La chromatographie en phase inversée est une technique utilisant des chaînes alkyles liées de manière covalente aux particules de phase stationnaire afin de créer une phase stationnaire hydrophobe, qui a une affinité plus forte pour les composés hydrophobes ou moins polaires. L’utilisation d’une phase stationnaire hydrophobe est essentiellement l’inverse de la chromatographie en phase normale, puisque la polarité des phases mobile et stationnaire a été inversée – d’où le terme de chromatographie en phase inversée. La chromatographie en phase inversée utilise une phase mobile polaire (aqueuse). En conséquence, les molécules hydrophobes de la phase mobile polaire ont tendance à s’adsorber sur la phase stationnaire hydrophobe, et les molécules hydrophiles de la phase mobile traverseront la colonne et seront éluées en premier. Les molécules hydrophobes peuvent être éluées de la colonne en diminuant la polarité de la phase mobile à l’aide d’un solvant organique (non polaire), ce qui réduit les interactions hydrophobes. Plus la molécule est hydrophobe, plus elle se liera fortement à la phase stationnaire et plus la concentration de solvant organique qui sera nécessaire pour éluer la molécule est élevée.
Bon nombre des considérations mathématiques et expérimentales utilisées dans d’autres méthodes chromatographiques s’appliquent également au RPC (par exemple, la résolution de séparation dépend de la longueur de la colonne). Il peut être utilisé pour la séparation d’une grande variété de molécules. Il n’est généralement pas utilisé pour la séparation des protéines, car les solvants organiques utilisés dans le RPC peuvent dénaturer de nombreuses protéines. Pour cette raison, la chromatographie en phase normale est plus couramment utilisée pour la séparation des protéines. Cependant, la dénaturation des protéines peut effectivement être bénéfique dans l’analyse ultérieure des échantillons obtenus à partir de la chromatographie. Si une digestion enzymatique par la trypsine est réalisée sur les protéines analysées, la protéine linéarisée convient mieux à cela. Par conséquent, la dénaturation des protéines à l’aide de solvants appropriés qui provoquent le déploiement des protéines peut en fait être intentionnelle avant de prélever l’échantillon fractionné par spectrométrie de masse.

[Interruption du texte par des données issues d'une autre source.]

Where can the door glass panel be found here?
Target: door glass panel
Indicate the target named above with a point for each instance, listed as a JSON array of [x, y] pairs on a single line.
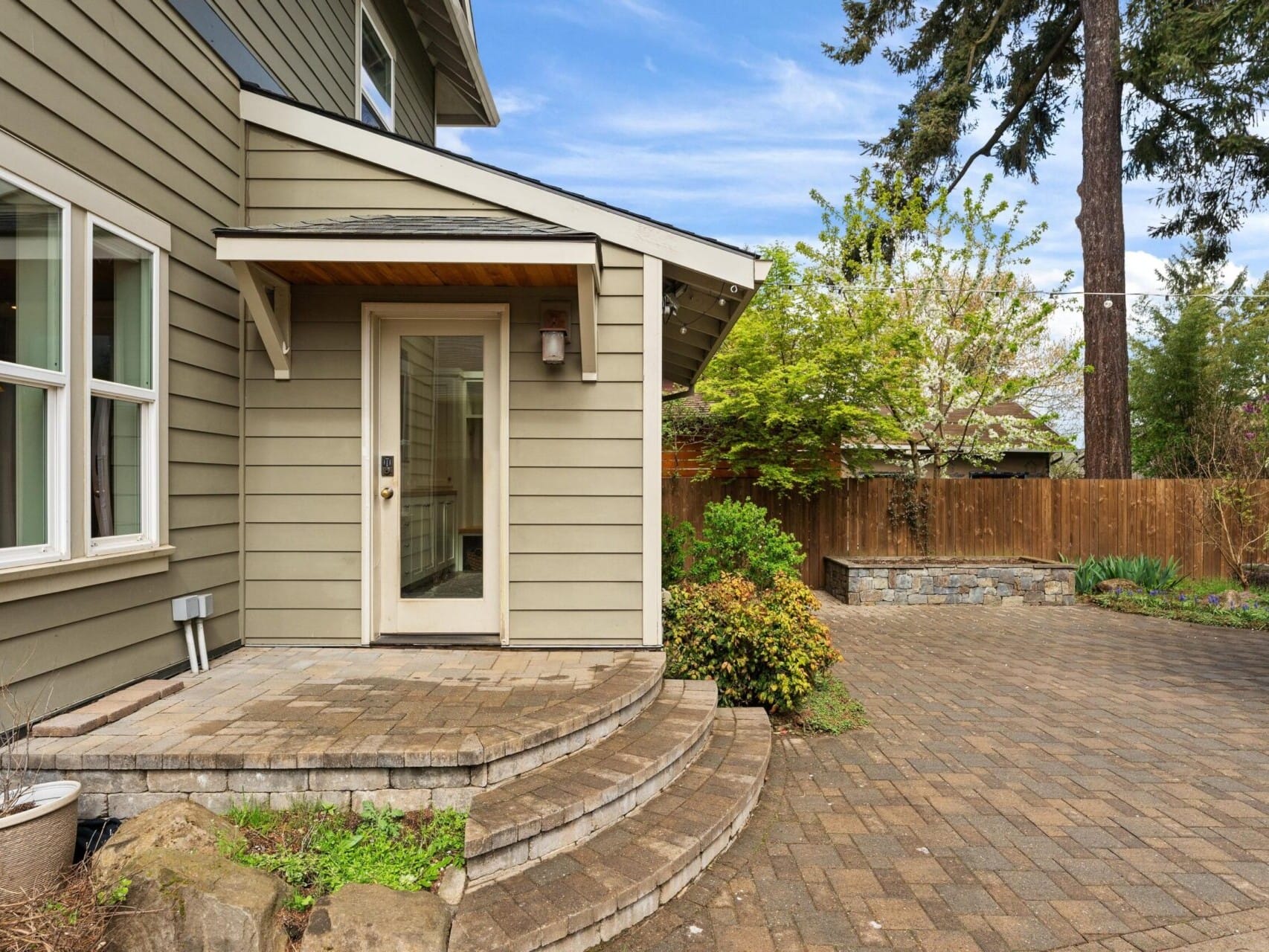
[[23, 466], [442, 467]]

Aujourd’hui, le CPR est une technique analytique fréquemment utilisée. Il existe une variété de phases stationnaires disponibles pour une utilisation en RPC, ce qui permet une grande flexibilité dans le développement de méthodes de séparation.

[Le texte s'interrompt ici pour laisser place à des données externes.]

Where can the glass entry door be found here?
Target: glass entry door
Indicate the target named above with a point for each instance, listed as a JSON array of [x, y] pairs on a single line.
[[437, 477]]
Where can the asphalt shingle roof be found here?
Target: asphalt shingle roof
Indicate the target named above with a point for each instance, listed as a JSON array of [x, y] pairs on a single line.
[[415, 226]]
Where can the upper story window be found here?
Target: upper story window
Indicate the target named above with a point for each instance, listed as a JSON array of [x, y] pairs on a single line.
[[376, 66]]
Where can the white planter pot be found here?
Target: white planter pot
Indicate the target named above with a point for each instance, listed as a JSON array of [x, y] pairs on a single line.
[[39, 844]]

Phases stationnaires à base de silicemodifier
Toute substance polaire inerte qui atteint un emballage suffisant peut être utilisée pour la chromatographie en phase inversée. La colonne la plus populaire est une silice liée à une chaîne carbonée octadécyle (C18) (classification USP L1). Viennent ensuite la silice liée en C8 (L7), la silice pure (L3), la silice liée cyano (L10) et la silice liée phényle (L11). Notez que C18, C8 et phényle sont des résines dédiées à phase inversée, tandis que les colonnes cyano peuvent être utilisées en mode phase inversée en fonction des conditions de l’analyte et de la phase mobile. Toutes les colonnes C18 n’ont pas les mêmes propriétés de rétention. La fonctionnalisation de surface de la silice peut être réalisée dans une réaction monomère ou polymérique avec différents organosilanes à chaîne courte utilisés dans une deuxième étape pour couvrir les groupes silanol restants (coiffage final). Bien que le mécanisme de rétention global reste le même, des différences subtiles dans les chimies de surface des différentes phases stationnaires entraîneront des changements de sélectivité.

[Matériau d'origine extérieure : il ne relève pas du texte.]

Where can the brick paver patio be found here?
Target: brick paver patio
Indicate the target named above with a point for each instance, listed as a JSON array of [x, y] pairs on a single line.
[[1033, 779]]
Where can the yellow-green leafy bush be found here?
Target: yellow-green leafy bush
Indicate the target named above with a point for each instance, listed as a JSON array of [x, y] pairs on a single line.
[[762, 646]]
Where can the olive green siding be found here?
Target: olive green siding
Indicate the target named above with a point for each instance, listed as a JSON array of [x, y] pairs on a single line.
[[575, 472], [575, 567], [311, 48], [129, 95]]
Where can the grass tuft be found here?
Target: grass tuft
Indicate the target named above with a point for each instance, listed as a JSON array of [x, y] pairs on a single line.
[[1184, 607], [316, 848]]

Les colonnes modernes ont une polarité différente. Le PFP est le pentafluorphényle. Le CN est cyano. NH2 est amino. ODS est octadécyle ou C18. L’ODCN est une colonne en mode mixte composée de C18 et de nitrile. SCX est un échange cationique fort (utilisé pour la séparation des amines organiques). SAX est un échange anionique fort (utilisé pour la séparation des composés d’acide carboxylique).